The committee launched an investigation into the drugmaker on Monday with a letter to Mylan CEO Heather Bresch. The letter asked the company to provide a briefing by Sept. 6, and documentation on Mylan’s profits from EpiPen sales by Sept. 12.
In 2007, EpiPens cost $94, Connolly said. Now, a two-pack costs $609 — actually an increase of more than 500 percent — possible through what Connolly called Mylan’s “virtual monopoly” on the drug.
“I hope that any layman can come to the same conclusion that this is price-gouging, [done] because they can,” Connolly said.
He added that Mylan moved its corporate headquarters from the United States to the Netherlands “to avoid taxation.”

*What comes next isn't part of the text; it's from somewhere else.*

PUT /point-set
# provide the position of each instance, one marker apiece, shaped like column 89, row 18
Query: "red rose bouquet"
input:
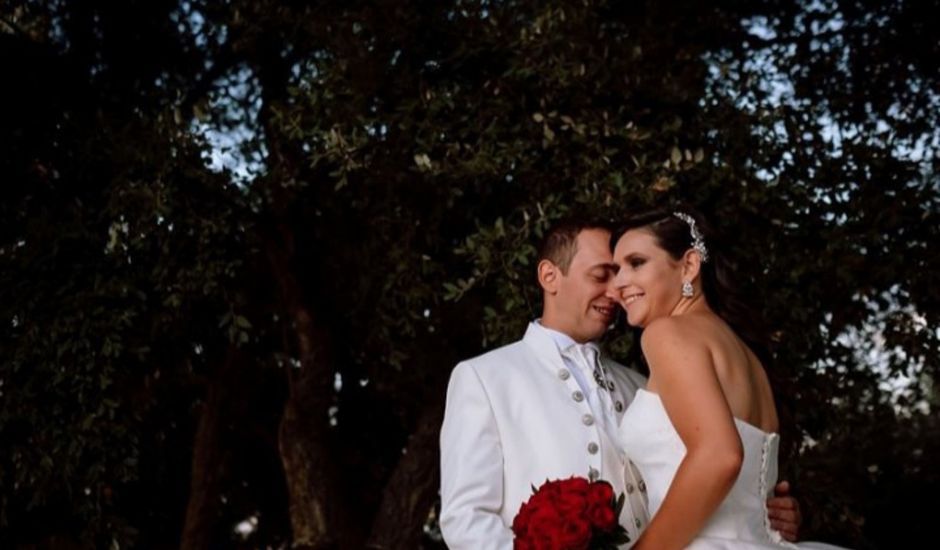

“They pay almost zero in U.S. taxes and show very little responsibility, obviously, with respect to customers as well,” he said. “When you raise prices because you can, an especially when it’s a lifesaving drug like EpiPen is … merits some real careful scrutiny.”
Connolly said the committee has already gotten some response from the company in the form of a discounted generic product, “virtually identical” to the brand-name EpiPen, that’s being sold at half the price.
“Clearly there was a lot of discretion in the pricing of this drug. And it’s purely driven by profit motive,” he said. “There’s nothing wrong with profit, but you have to take into account the millions of people who also depend on the drug.”
He hopes the investigation can “make an example from the company.”